Posted by on Jun 13, 2012 in Early Learning, Loss, Nature Smart, People Smart, Self Smart | 1 comment

Our community is mourning the loss of Kenley, a bright-eyed, curious toddler who died this weekend in a tragic accident. How do we, as grown-ups who are heartbroken and confused, make sense of any of this for our children or give them comfort as we grieve for this little girl?  Many books written for children about death and dying focus on the loss of a pet, or an elderly grandparent. The loss in these books is often made easier to bear by describing the long, happy life that came before death. When a child dies, there is little comfort to be found and no easy answers. Here are two books that you can share with children that offer gentle reassurance no matter what your faith is.

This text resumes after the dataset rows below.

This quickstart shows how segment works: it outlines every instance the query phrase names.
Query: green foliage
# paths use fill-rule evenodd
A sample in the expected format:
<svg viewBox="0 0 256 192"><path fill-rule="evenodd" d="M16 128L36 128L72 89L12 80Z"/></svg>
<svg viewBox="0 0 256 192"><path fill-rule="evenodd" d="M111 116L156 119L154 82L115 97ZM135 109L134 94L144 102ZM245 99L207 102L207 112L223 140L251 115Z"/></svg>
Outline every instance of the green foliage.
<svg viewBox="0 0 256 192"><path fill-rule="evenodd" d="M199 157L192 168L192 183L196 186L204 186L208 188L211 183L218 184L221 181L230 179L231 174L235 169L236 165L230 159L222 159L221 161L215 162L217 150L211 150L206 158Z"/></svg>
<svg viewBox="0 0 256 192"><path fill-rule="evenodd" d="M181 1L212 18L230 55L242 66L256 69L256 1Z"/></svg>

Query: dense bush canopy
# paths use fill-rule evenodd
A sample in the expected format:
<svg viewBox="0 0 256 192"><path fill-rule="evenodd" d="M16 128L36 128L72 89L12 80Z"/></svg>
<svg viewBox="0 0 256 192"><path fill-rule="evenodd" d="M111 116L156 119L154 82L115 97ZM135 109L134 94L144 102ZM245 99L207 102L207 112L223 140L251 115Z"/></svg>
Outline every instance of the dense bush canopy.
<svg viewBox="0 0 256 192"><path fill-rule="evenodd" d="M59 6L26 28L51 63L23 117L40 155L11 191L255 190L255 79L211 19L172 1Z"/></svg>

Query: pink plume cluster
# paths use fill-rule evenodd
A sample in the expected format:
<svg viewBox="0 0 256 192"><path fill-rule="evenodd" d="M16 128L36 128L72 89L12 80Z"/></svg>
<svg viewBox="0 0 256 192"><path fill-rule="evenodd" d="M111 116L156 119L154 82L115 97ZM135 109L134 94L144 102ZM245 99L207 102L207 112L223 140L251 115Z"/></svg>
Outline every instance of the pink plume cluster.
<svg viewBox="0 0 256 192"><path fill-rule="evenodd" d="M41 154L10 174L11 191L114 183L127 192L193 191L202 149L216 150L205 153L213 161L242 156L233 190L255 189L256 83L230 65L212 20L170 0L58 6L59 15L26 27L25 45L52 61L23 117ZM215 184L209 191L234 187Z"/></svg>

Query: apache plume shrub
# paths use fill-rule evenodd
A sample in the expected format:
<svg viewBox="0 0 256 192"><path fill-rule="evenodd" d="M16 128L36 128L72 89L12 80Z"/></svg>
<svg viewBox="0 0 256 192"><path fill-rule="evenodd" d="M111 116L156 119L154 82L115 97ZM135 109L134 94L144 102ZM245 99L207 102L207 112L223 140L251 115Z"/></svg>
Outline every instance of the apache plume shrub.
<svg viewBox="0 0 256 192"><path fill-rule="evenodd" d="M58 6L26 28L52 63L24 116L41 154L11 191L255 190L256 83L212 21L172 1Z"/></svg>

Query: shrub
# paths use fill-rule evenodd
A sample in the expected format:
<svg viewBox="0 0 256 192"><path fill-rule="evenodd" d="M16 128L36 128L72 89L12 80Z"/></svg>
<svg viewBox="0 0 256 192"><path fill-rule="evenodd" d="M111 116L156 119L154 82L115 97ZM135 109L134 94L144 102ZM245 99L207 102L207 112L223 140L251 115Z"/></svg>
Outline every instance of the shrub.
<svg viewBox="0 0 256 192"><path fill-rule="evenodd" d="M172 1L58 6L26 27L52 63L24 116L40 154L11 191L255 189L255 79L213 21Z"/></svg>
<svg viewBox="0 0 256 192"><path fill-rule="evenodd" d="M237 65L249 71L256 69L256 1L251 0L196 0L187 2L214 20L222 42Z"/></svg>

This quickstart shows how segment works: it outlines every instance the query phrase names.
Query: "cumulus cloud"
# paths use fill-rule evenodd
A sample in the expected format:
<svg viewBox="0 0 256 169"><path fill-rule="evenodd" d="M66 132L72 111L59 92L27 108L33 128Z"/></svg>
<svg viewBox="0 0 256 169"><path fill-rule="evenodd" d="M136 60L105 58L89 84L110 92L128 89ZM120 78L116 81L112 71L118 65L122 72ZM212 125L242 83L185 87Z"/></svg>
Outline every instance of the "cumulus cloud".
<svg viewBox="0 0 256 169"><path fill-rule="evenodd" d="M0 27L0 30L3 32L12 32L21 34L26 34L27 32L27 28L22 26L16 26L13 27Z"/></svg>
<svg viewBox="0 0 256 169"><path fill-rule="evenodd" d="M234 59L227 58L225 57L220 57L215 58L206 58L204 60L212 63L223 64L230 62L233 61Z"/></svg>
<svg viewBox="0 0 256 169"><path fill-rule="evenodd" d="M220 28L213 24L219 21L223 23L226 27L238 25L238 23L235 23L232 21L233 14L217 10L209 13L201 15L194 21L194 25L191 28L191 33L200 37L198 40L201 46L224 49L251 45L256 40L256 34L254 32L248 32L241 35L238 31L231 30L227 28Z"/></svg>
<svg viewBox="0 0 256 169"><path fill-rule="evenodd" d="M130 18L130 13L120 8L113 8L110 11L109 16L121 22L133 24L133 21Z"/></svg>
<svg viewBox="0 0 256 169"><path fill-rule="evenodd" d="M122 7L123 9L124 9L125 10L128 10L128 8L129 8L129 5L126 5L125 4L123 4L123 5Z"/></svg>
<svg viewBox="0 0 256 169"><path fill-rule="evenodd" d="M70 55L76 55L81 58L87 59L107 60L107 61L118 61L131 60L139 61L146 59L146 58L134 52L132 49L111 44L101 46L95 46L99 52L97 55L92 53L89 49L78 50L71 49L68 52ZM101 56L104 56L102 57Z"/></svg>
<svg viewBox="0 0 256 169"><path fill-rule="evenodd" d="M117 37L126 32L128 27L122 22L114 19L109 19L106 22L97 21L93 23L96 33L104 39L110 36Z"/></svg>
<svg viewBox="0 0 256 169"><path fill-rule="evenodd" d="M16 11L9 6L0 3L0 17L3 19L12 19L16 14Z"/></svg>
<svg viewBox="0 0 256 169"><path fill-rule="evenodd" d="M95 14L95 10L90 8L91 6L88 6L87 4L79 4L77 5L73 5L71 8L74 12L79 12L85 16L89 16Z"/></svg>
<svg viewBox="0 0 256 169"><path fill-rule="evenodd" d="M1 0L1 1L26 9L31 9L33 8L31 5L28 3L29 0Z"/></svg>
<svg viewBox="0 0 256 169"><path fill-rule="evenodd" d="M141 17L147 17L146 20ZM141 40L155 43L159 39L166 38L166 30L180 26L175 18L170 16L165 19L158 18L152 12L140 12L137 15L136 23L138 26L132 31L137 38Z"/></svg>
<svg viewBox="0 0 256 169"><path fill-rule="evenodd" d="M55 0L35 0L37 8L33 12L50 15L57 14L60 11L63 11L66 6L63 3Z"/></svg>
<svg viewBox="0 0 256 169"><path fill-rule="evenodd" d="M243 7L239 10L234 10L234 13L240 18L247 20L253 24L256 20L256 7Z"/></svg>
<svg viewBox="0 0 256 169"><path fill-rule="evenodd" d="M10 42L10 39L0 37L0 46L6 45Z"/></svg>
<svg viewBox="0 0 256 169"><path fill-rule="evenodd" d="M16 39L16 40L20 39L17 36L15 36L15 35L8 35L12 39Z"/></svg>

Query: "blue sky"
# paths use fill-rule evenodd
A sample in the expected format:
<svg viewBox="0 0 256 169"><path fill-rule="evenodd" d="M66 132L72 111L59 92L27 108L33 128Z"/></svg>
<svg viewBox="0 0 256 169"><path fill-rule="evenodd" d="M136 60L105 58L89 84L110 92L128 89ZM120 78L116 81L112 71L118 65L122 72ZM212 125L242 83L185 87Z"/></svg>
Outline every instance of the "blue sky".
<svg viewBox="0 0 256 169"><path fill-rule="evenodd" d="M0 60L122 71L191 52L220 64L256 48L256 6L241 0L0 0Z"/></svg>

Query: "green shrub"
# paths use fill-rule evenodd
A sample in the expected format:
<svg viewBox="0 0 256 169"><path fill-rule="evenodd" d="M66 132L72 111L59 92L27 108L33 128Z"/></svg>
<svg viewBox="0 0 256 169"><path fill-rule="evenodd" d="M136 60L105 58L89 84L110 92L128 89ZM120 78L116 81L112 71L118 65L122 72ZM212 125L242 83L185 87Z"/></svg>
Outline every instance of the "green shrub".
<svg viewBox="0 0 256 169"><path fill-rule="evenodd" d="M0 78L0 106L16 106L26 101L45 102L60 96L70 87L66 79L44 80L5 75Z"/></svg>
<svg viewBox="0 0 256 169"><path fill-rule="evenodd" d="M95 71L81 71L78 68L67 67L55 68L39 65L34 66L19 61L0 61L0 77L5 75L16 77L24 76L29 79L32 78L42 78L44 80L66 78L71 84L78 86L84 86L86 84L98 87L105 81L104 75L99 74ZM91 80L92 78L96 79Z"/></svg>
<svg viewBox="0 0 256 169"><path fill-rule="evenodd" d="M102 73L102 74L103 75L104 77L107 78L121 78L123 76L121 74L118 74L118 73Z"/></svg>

The Purple Balloon by Chris Raschka is a very simple picture book that can be shared even with very young children who are grieving. Raschka writes, “There is only one thing harder to talk about than someone old dying – someone young dying.” What  can help, he explains, are family members and friends, doctors and nurses, neighbors and classmates and teachers “all listening or talking, sitting or holding, being noisy or being quiet. Good help makes dying less hard.” Raschka draws people as balloons, because health care professionals have found that terminally ill children, when asked to “draw their feelings”, often draw a purple or blue balloon floating free.

The Fall of Freddie the Leaf: a story of life for all ages by Leo Buscaglia, Ph.D.  is a longer picture book. There is a great deal of beautiful language that can be abbreviated for younger listeners. Freddie sees his fellow leaves change colors and fall, and he is afraid. His wise friend Daniel explains that all living things grow and change and eventually die, and that life with all its beauty is a great mystery to be embraced. Finally it is Freddie’s time, “and as he fell, he saw the whole tree for the first time. How strong and firm it was! He was sure that it would live for a long time and he knew that he had been a part of its life and it made him proud.” This book can be a springboard to talk with your children about your personal beliefs and faith.

Grieving is so difficult, especially for a child, but some solace can be found in the arms of people who love you. Cuddle your little ones close. Share a book. Talk about feelings. Draw or write if it helps. Know that in time the pain will ease.